GUILFORD COUNTY, N.C. (WGHP) — There might not be enough teachers and staff to educate and support children for the upcoming school year.
Triad school districts are in desperate need of educators, bus drivers and school nutrition workers. There are more than 1,594 jobs at school districts in the Triad that need to be filled quickly.
There are 676 total vacancies in Guilford County Schools, ranging from support staff to assistant principals and educators.
“That’s a lot. That’s a ton. I can’t believe there are so many openings,” said Mandi Mitchell, a mom of two.
She couldn’t believe it when FOX8 crews told her that there’s 55 elementary school teacher openings in Guilford county.
“It’s a little nerve-wracking honestly,” Mitchell said.

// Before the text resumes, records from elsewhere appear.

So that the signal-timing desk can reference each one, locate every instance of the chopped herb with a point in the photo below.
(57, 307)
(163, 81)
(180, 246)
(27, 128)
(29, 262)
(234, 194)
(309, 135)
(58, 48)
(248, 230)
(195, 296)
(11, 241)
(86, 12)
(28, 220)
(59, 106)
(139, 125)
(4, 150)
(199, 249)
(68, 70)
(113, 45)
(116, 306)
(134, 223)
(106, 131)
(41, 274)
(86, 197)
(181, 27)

Her four-year-old will be going into kindergarten in the fall, but she’s thinking long-term. Mitchell is concerned with the shortage of math and science teachers across the state.
“So all of the STEM stuff that everyone is trying to push, and that we’re trying to get more and more into, is where it’s falling? It’s awful,” she said.
It’s a worry shared by Guilford County Schools Superintendent Dr. Sharon Contreras.
“We need to see more STEM [teachers] if our students are going to be ready for jobs in the future,” she explained.
Education leaders across the Piedmont Triad are all worried.
Thomasville City Schools has nine posted positions, mostly for elementary and exceptional children’s educators.
Randolph County Schools has 139 open positions, including approximately 30 teachers.
Out of the 676 Guilford County Schools vacancies, 78 jobs are for classroom support or assistance, 10 high are for school English teachers, 11 are for high school math teachers and 14 are for high school science teachers.
Winston-Salem Forsyth County Schools has 379 jobs posted. 21 of them are for math teachers, 20 are for science teachers and 34 are for exceptional children teachers.
Alamance-Burlington Schools have 217 open jobs. 145 are for educators who do require a license, including 15 math teachers and 10 science teachers, and 52 are for exceptional children/behavior support educators.
Guilford County Schools officials are now trying to get creative.
“[We are] offering significant bonuses to those who are willing to…come to teaching as well as those who had success teaching across the state or who are retiring from other states, who might want to come here and…give us another 5 years,” Contreras said.
Leaders are also considering working with local universities to get some of their STEM-based faculty to work with the public school system.
“Then we have very highly credentialed science and math folks teaching our students,” Contreras said.
It’s a start, but it won’t solve the problem.
“I’m unsure in about 5 to 10 years without some sort of federal strategy or state strategy,” Contreras said.
“[Teachers] are molding the minds of the future. They’re helping all of our children learn and grow and become the future,” Mitchel saidl. “I wish more people could grasp the enormity of their role in children’s lives.”
Guilford County commissioners also recently passed a budget that allows for pay bumps for educators and staff.
The first pay increase will start in August, and the hope is that the more competitive pay will attract more teachers.
There are two virtual job fairs on Tuesday, June 22 and Wednesday, June 23 for 18 local school districts.